When I sit down with Irish Canadian Coco Rocha, who has taken the fashion world by storm before turning twenty-one with an unforgettable face, modish look and vivid persona, I’m struck by her openness and eloquence.
Discovered at the young age of fourteen by agent Charles Stuart, Coco (born Mikhaila Rocha on September 10, 1988) had never considered modeling or fashion as particular interests before Stuart approached her after seeing her perform in an Irish dance competition.
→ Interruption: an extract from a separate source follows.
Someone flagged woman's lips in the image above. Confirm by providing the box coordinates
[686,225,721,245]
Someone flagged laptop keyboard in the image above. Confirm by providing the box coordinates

She initially told him that she wasn’t interested, but Stuart, whose daughter also did Irish dance, persisted. “He would come to every competition, or he would have some lady come up to me and say, you know, ‘He is legit, try it!’ So a year later I decided to do it, see what it was like — and now here I am today. If it weren’t for my Irish dancing, I wouldn’t be modeling.”
Coco can attribute both her dancing, which she practiced for twelve years, and her looks to her Irish ancestry. “My mom’s half Irish and my dad’s half Irish. We don’t know much about my mom’s side but my dad’s mom came from Belfast and married my grandfather, who was from Wales.” Her grandparents later moved their family to Canada.
Born in Toronto, Ontario, Coco grew up in Richmond, British Columbia. She has two siblings, and her parents are both in the airline industry. Coco says her parents are supportive of her career, if a bit out of touch. “For the longest time my dad didn’t quite understand. He’s like, ‘So what are you doing? Are you known?’ I’m like, ‘Yes, I’m modeling now, people know what I do.’ He’s still a little bit, ‘What’s going on?’ My mom, though, she’s here a lot so she sees it all firsthand.”
Her lack of fluency in high-end designers before modeling has helped Coco to create a unique personal style, especially indebted to a great love of vintage clothes. “I didn’t know anything about fashion. You would see me in the biggest sweater with jeans or the tightest elastic pants. Not nice clothes. My mom took me a lot to consignment stores when I was younger and I never really got to go to fancy high-class stores so … vintage was like a step up. You can always find one thing that no one else has, which is nice. To wear things from the 1800s to the 20s and 30s is kind of amazing.”